So at that point (Summer 2011), I took a long hard look into the mirror, discussed this with friends, both on- and offline, and everyone was struggling to find real use cases that didn't involve crime. When then, later in 2011, Litecoin and the other alts came on the scene, without any real difference, I left the crypto scene.
Now, over 10 years later, the number of real life use cases not involving crime is still scarce. That's a bit embarrassing, if you ask me.
(Edit: small correction)
I was quite young at the time, but I've since learned that just because something has no value, doesn't mean you can't make money trading it.
There's probably a third utility, which is having lots of Bitcoin means you have lots of dollars, which means people know you're rich and want to date you, be friends with you, party with you in Miami etc. But it's interesting to notice (this is a bit trite but I think not totally) that people still tally crypto wealth in dollars ("he's a crypto billionaire" doesn't mean he has billions of bitcoins) so the utility of bitcoin seems to implicitly be that it's worth lots of dollars.
You like the idea that you're a contrarian.

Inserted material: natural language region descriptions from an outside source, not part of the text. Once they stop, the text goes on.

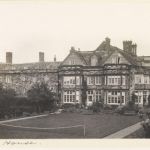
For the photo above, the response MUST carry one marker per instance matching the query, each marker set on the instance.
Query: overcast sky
(53, 27)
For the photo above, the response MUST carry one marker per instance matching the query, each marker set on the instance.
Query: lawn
(137, 134)
(96, 126)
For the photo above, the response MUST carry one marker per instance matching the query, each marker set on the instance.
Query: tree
(41, 97)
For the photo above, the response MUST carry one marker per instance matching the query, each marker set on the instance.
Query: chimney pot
(41, 56)
(9, 57)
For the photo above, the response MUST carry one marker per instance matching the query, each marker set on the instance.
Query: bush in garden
(146, 125)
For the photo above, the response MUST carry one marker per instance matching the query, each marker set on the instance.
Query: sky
(54, 26)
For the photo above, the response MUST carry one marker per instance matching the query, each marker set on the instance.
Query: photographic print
(74, 70)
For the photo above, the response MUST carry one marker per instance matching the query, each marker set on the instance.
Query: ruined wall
(23, 82)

But he always seemed kind of full of BS with Opsware and stuff and cashed out by selling to a greater fool, I think HP or something.

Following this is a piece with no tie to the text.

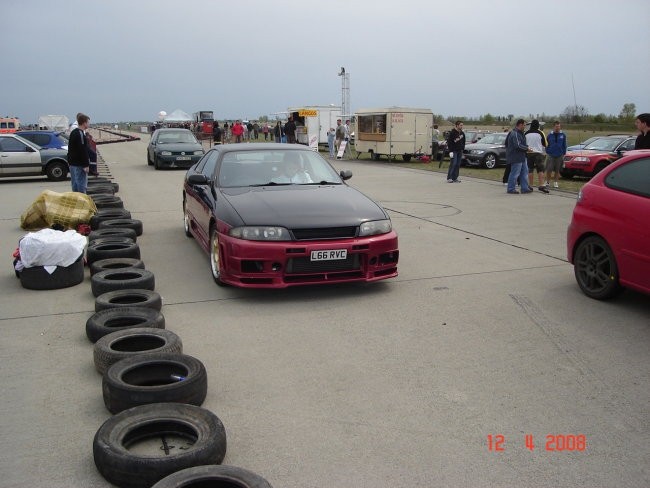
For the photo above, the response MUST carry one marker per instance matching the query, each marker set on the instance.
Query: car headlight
(260, 233)
(375, 227)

So I’ve always looked at his offerings and not understood why they are valuable.
I never thought he was trying to scam, but this clip seems to be total BS to the extent that they are just cashing in on a more broad set of greater fools.
If a large group of people want crypto it will exist regardless of the engineering merits.
One kindof criticism of social media is that it's very performative. Many solutions I've seen involve the idea of adding some kind of friction. "slow to process" is obviously bad, but the idea of adding costs to things isn't one I'd outright rule out.